Other substances identified as neurotransmitters in the brain include purines such as adenosine triphosphate (ATP) [73]; some soluble gases known as gasotransmitters [74] including carbon monoxide [75], nitric oxide [76] and hydrogen sulfide [77]; and neuropeptide Y and substance P of the neuropeptide group [57].

1.4. Concluding Remarks on Neurotransmitters

Several chemical substances have been identified as neurotransmitters and others have yet to be discovered. As reported in Table 1, the concentration of these substances in the brain is very low and they are often only produced in specific regions; for example, L-aspartate is mostly produced in the hippocampus while dopamine is produced in the hypothalamus and substantia nigra. Nevertheless, they are among the most important substances that the body produces. They are involved in many vital functions such as vision, learning, sleep and emotions among others, and their dysfunction can lead to serious health issues, including anxiety, depression, schizophrenia, Parkinson’s and Alzheimer’s diseases among others. Given their important roles in the central nervous system and the severity of disorders linked to their dysfunctions, the accurate detection and measurement of neurotransmitters are among the most important challenges in neuroscience.
Given the importance of their detection, several articles reviewed the advances and challenges in neurotransmitter detection. Wu et al. [1] reviewed analytical and quantitative in vivo neurotransmitter monitoring techniques based on electrochemical and imaging approaches. Cross-species PET (positron-emission tomography) imaging advances and trends for neurotransmitter detection in brain have been surveyed by Finnema et al. [5]. Electrochemical sensing based on nanomaterial has been extensively surveyed by Sanghavi et al. [7]. The microelectronics interface design consideration was summarized in a review by Mirzaei and Sawan [9]. Advances in nanomaterials and polymer-based sensors and their potential for in situ optical neurotransmitters detection application were reported in a review by Soleymani [10]. Other works detailed the detection methodology for a specific neurotransmitters detection technique have been reported [8,11,12,14]. However, all those reviews lack a comparison of the strengths and weaknesses of the surveyed techniques. This work aims to provide such as comparison and highlight the guidelines for choosing a given neurotransmitter detection technique. The remaining of this article reviews the different methods used for their sensing and detection. It includes classical methods such as microdialysis and analytical chemistry-based methods, as well as more recent research techniques such as optical and in vivo electrochemical sensing for a faster response, instrument miniaturization, high sensitivity and selectivity. The classical techniques such as microdialysis are well studied and can be used for neurotransmitter sampling for clinical purposes in hospitals. On the other hand, the cytotoxicity of the materials used by the other techniques such as nano-object optical sensing methods is not fully studied. Thus, despite their high sensitivity and selectivity, these techniques are currently only used for in vitro research.
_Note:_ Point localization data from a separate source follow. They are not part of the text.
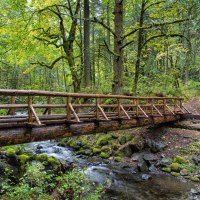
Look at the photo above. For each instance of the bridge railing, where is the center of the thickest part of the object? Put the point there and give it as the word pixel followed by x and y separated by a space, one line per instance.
pixel 23 107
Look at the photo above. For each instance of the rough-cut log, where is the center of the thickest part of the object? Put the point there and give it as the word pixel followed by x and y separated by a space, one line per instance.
pixel 18 135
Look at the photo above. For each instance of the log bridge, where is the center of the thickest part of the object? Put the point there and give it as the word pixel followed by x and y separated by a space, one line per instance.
pixel 30 115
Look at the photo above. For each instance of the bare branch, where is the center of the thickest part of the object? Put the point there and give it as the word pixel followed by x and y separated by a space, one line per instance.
pixel 154 25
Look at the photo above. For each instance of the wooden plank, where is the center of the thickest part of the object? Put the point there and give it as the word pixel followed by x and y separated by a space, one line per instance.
pixel 142 111
pixel 125 112
pixel 157 110
pixel 74 113
pixel 103 113
pixel 35 115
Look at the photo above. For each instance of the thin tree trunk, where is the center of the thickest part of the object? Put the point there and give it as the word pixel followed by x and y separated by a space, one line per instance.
pixel 118 57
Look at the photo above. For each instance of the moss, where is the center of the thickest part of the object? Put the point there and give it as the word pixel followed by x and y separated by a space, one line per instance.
pixel 42 157
pixel 166 169
pixel 117 158
pixel 175 167
pixel 175 173
pixel 122 140
pixel 104 140
pixel 10 152
pixel 23 159
pixel 195 179
pixel 104 155
pixel 129 137
pixel 53 161
pixel 180 160
pixel 96 150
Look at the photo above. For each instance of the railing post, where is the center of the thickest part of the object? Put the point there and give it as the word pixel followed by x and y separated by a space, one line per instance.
pixel 175 103
pixel 97 108
pixel 137 109
pixel 49 102
pixel 30 113
pixel 152 103
pixel 118 108
pixel 68 108
pixel 164 106
pixel 12 109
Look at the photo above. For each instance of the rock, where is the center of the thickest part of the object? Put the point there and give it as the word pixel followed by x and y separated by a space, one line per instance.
pixel 96 150
pixel 195 179
pixel 137 157
pixel 149 157
pixel 179 159
pixel 184 172
pixel 164 162
pixel 103 140
pixel 166 169
pixel 152 168
pixel 175 173
pixel 157 146
pixel 122 140
pixel 104 155
pixel 117 158
pixel 142 166
pixel 146 177
pixel 194 195
pixel 196 160
pixel 175 167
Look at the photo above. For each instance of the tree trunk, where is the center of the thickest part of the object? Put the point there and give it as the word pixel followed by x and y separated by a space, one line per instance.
pixel 139 47
pixel 118 57
pixel 87 67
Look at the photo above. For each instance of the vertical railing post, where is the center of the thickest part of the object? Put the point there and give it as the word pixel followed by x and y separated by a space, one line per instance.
pixel 137 109
pixel 97 109
pixel 30 113
pixel 175 103
pixel 49 102
pixel 118 108
pixel 152 103
pixel 12 102
pixel 164 106
pixel 68 108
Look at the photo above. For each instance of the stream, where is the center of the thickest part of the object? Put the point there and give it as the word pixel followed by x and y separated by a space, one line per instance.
pixel 123 182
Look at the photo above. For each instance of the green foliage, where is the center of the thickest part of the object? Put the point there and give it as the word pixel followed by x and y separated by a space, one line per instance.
pixel 36 183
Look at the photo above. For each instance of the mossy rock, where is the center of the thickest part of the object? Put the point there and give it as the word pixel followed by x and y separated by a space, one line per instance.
pixel 104 140
pixel 195 179
pixel 166 169
pixel 42 157
pixel 175 173
pixel 180 160
pixel 129 137
pixel 10 152
pixel 122 140
pixel 175 167
pixel 104 155
pixel 96 150
pixel 53 161
pixel 23 159
pixel 117 158
pixel 184 172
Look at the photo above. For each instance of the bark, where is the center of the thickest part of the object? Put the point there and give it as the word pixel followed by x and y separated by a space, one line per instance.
pixel 118 42
pixel 87 67
pixel 139 47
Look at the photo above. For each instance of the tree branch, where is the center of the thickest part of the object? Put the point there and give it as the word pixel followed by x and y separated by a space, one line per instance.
pixel 164 35
pixel 154 25
pixel 52 64
pixel 95 20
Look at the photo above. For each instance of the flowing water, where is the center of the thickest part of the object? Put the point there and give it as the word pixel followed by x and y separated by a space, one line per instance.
pixel 122 182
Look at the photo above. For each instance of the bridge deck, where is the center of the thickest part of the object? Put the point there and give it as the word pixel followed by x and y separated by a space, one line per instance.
pixel 74 113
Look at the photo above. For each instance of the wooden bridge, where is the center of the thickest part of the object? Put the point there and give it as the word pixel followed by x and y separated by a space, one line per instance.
pixel 27 116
2. Neurotransmitter Detection Methods

2.1. Nuclear Medicine Tomographic Imaging

2.1.1. Positron Emission Tomography (PET)
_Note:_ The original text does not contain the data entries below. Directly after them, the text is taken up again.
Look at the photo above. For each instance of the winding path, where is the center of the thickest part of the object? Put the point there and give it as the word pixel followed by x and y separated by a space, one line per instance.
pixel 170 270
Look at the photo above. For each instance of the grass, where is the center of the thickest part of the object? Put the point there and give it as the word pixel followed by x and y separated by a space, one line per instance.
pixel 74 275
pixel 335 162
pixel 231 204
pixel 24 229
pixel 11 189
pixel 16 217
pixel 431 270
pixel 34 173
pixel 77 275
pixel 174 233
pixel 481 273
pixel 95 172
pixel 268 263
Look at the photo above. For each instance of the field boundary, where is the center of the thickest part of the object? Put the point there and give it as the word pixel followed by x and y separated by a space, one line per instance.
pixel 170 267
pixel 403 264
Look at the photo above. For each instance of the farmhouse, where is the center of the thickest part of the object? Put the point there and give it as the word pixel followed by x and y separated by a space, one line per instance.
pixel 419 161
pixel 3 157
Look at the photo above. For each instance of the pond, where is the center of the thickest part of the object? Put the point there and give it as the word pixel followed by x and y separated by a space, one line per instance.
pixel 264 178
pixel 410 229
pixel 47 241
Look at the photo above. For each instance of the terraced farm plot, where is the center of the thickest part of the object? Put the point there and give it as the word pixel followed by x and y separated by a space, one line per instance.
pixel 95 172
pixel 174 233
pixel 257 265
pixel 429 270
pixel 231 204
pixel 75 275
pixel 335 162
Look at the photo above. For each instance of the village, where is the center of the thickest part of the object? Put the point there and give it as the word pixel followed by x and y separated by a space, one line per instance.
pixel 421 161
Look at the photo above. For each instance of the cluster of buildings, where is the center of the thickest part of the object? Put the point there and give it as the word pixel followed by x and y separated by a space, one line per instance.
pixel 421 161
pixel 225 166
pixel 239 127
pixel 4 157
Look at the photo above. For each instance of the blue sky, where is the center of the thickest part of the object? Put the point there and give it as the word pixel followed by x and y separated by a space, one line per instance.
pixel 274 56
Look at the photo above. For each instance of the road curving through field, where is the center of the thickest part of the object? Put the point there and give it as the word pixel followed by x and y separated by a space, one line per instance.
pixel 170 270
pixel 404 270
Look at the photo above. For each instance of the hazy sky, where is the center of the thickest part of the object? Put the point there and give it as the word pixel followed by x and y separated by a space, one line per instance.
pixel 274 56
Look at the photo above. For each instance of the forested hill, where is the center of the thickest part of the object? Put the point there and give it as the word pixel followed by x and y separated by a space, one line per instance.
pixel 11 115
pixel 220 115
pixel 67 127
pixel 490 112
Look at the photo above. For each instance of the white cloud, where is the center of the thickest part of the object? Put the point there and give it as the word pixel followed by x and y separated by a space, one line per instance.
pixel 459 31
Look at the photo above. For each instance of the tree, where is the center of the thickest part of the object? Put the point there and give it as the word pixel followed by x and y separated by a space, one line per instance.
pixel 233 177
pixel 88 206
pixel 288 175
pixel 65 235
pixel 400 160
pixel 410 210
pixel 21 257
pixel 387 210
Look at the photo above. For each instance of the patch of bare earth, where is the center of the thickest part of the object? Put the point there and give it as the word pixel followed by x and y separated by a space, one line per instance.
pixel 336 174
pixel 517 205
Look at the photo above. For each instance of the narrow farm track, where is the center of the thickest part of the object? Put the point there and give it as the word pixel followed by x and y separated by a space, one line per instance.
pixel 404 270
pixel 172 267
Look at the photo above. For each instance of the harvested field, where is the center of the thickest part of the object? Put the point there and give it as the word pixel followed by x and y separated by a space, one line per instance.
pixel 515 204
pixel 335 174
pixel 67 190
PET is a non-invasive neuroimaging technique that indirectly measures neuronal activity or neurotransmitters release [91,92]. In nuclear medicine, it is used to measure the metabolic or molecular activity of an organ in three dimensions, after the intravenous injection of a radioactive tracer, usually based on an injected isotope with short half-life, whose disintegration results in positron emission. Then, when a positron encounters an electron, their annihilation produces two photons of 511 keV (gamma photons) that propagate in opposite directions towards a scintillator for detection, hence defining a line of response. Each annihilation that takes place is localized by measuring the respective times of flight of the two photons before detection, and the results contribute to the reconstruction of an image of the overall process by tomography.
For cardiac, brain and tumor imaging, the radioactive element is often incorporated in glucose molecules to form a tracer with similar biological activity. Once in the blood stream, the tracer binds to glucose-consuming tissues, and the ensuing metabolic activity is recorded via functional images that are acquired by a gamma camera and reconstructed by a computer algorithm. For neurotransmitter release, the measurement relies on the competition between radio labeled neurotransmitter receptor ligands and the already bounded neurotransmitter target to its receptors [93]. It is related to measuring the change of binding potential of the receptor. For example, drug injection induces a dopamine change that is often measured with the 11 C-raclopride tracer, radio labelled as a D2/D3 receptor antagonist [93,94,95,96]. Then, the dopamine release is inferred by the decrease in radioligand binding to the receptor sites.
PET offers the potential of accurately finding where a given neurotransmitter is concentrated in the brain, but since it is based on the tracking of the tracer location, and the emitted photons are attenuated differently throughout the body, it is often necessary to normalize the observed activity with sophisticated algorithms for improved detection. On the other hand, the technique is almost with no risk to the patient, since a very small dose of radioactive tracer with low half-life is used.
Before 2009, the so-called Novel Methods leading to New Medications in Depression and Schizophrenia (NEWMEDS) only validated radioligands for endogenous dopamine detection. Since then, the development of new radioligands permit the detection of extracellular concentrations of many neurotransmitters including dopamine, serotonin and noradrenaline in human, monkey and rat brain [5]. Indeed, the combination of PET, MRI and EEG are now used in clinical domain for increased spatial and temporal resolution measurements of neurotransmitters such as serotonin [6].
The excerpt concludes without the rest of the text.